1947 film by Richard Whorf

Love from a Stranger is a 1947 American historical film noir directed by Richard Whorf and starring John Hodiak, Sylvia Sidney and Ann Richards. The film is also known as A Stranger Walked In in the United Kingdom. It is based on the play of the same title by Frank Vosper, inspired by a short story by Agatha Christie, which had previously been turned into a 1937 British film Love from a Stranger starring Basil Rathbone.

==Plot==
A woman fears her new husband will kill her.

==Cast==
- John Hodiak as Manuel Cortez
- Sylvia Sidney as Cecily Harrington
- Ann Richards as Mavia
- John Howard as Nigel Lawrence
- Isobel Elsom as Auntie Loo-Loo
- Ernest Cossart as Billings
- Philip Tonge as Dr. Gribble
- Anita Sharp-Bolster as Ethel (the maid)
- Frederick Worlock as Insp. Hobday
- Phyllis Barry as Waitress

==Production==
The movie was one of the first from the newly formed Eagle Lion Productions. Arturo de Cordova was announced as the star. Margaret Lockwood was wanted for the female star. Eventually the female lead went to Sylvia Sidney and John Hodiak was borrowed from MGM for the male lead.
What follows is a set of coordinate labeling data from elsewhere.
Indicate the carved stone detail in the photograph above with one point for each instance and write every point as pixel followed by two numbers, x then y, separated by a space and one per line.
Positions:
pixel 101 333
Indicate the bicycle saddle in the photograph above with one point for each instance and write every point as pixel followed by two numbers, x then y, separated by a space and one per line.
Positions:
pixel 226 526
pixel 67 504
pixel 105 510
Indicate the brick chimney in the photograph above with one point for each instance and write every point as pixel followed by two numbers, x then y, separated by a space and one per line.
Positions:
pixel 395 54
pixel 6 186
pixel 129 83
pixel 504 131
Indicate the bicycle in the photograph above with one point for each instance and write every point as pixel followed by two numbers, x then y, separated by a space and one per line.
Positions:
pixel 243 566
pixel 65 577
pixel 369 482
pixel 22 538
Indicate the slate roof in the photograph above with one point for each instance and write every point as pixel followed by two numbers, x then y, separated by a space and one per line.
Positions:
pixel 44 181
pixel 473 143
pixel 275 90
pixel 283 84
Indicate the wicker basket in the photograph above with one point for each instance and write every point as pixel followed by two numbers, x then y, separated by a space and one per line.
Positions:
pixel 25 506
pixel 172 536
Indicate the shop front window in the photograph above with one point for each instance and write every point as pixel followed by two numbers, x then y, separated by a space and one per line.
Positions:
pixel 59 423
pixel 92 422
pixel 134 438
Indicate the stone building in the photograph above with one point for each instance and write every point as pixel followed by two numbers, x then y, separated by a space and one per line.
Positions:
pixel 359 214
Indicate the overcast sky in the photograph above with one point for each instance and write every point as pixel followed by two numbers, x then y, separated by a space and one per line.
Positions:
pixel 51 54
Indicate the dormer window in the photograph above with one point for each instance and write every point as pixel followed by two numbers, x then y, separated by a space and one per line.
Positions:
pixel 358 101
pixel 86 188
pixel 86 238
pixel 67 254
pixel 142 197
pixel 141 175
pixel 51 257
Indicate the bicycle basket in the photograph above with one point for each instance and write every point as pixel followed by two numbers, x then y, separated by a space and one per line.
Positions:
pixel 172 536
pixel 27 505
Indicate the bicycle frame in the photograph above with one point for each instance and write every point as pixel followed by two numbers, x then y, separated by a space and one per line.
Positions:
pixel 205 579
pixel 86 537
Filming was meant to start 15 January 1947 but was delayed until March. Anne Richards had just made Lost Honeymoon for Eagle Lion.

==Reception==

===Critical response===
Variety called it "a fair thriller, without novelty or any particular "viewpoint," with little suspense, surprise or excitement, and only moderate boxoffice prospects."

Thomas M. Pryor, the film critic at The New York Times, gave the film a lukewarm review. He wrote, "It may well be that some will find a modicum of excitement in Love From a Stranger. But the average moviegoer is a pretty 'hep' customer and the chances are he will be so far ahead of the story that its climactic scene will explode with all the thunder of a cap pistol."

Critic Craig Butler also had problems with the film, mostly the script. He wrote, "A moderately entertaining mystery flick (the story of which was better served when it was originally filmed in 1937), Love from a Stranger is an adequate but unexciting way to spend an hour and a half or so. Stranger wants to be a clever thriller, and it starts out well. Unfortunately, about halfway through it becomes rather obvious, and so the necessary suspense is simply lacking."